Wir sind Walser, und die Walser können alles besser, sagte mein Vater. Ich konnte also alles besser und war erst noch zweisprachig, seit mich die Hebamme, Cati Truog, anlässlich meines ersten Atemzugs in Scuol auf romanisch begrüsste, bainvgnüda, sagte sie im Idiom vallader, ich antwortete in der Universalsprache Neugeborener, dem Geschrei, keine Ahnung, ob die zwetschgenblaue Farbe meines Kopfes bereits auf literarisch-poetische Interessen hinwies, ausschliessen kann ich es nicht.

Deutsch verstand ich, weil ich meinen Eltern monatelang im Bauch zuhören musste und auch, weil Hinz, Kunz und Kunigunde in deutscher Sprache auf meine Mutter einredeten, als ich mein Bestes gab, um nicht aus meiner weichen Burg vertrieben zu werden, ich machte mich steif und legte meine Nabelschnur zwei Mal um den Hals, bis das halbe Spital auf dem Bauch meiner Mutter sass und sie das Pressen lehrte.
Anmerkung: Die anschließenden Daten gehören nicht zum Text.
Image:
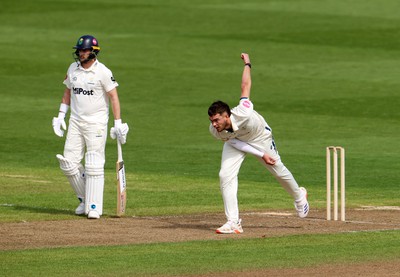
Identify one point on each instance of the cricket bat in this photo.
(121, 183)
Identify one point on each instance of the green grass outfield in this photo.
(324, 73)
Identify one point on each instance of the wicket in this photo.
(334, 150)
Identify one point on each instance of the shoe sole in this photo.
(228, 232)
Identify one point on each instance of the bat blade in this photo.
(121, 184)
(121, 189)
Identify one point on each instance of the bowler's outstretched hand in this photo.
(245, 57)
(268, 160)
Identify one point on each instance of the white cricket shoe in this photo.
(302, 206)
(80, 209)
(93, 215)
(230, 228)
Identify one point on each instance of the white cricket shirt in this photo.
(89, 87)
(248, 125)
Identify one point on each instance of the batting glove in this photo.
(59, 122)
(119, 131)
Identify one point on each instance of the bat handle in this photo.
(119, 147)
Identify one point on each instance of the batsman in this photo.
(245, 131)
(90, 87)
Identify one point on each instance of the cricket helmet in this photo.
(87, 42)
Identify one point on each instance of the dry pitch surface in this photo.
(134, 230)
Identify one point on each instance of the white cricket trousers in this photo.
(230, 165)
(91, 136)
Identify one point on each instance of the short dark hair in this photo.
(218, 107)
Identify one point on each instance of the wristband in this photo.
(63, 110)
(117, 122)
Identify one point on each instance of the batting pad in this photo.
(75, 174)
(94, 182)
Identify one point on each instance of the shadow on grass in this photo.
(43, 210)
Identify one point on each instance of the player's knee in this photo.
(94, 163)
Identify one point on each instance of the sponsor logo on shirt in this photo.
(246, 104)
(82, 91)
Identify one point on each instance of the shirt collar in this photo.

Sie zerriss beinahe ihr fünffach gefaltetes Taschentuch, da obsiegte das System, wie so oft, ich gab auf und kam raus, mit erhobenen Händen, wenn ich mich recht erinnere.

Kurz darauf begleiteten mich romanische Choräle zum Taufstein, ihre Poesie versöhnte mich vorläufig etwas mit der Welt. Fortan sangen auch alle Vögel auf romanisch, besonders laut meine geliebten Spatzen, und der Chalzina-Bach rauschte durch das angelehnte Küchenfenster in derselben melodiösen Sprache. Schon bald klang sie vielstimmig in allen Gassen des Dorfes und aus den Nachbarshäusern, und die Berge hörten vergnügt zu. Dann war ich gross und machte mich auf den Weg in den Kindergarten, der zum abenteuerlichen Forstsetzungsroman geriet, mit farbigen Schneckenhäusern und ausgerissenen Haaren unter dem Flieder sowie täglichem Happy End, denn der Weg führte zu meiner ersten Lehrerin, der freundlichen Dorli Biert.

Wie wohltuend, durften wir Kinder Frau Biert tanta Dorli rufen. In ihrem Blick und ihrer Sprache fühlte ich mich sicher. Das ist die Schwägerin von Cla Biert, dem grossen Dichter, eine Ureinheimische, sagten meine überwältigten Eltern, und, tatsächlich, ich entdeckte in tanta Dorli diesen bedeutenden Autor aus Scuol, der im Roman «La müdada» mit einer hinreissenden Krämerseele einen Start à la Proust hinlegt, ich war vor Bewunderung platt, als ich die Passage zum ersten und zum zehnten Mal las. Dass Biert Dichte und Qualität im Roman nicht durchhielt, soll ihm nicht vorgeworfen werden, seine Erzählungen aus «Fain Manü», die wir Kinder in der Primarschule hörten und lasen, aber auch die aus «Pangronds», «Amuras» und «Laina verda» weisen Biert als Meister aus.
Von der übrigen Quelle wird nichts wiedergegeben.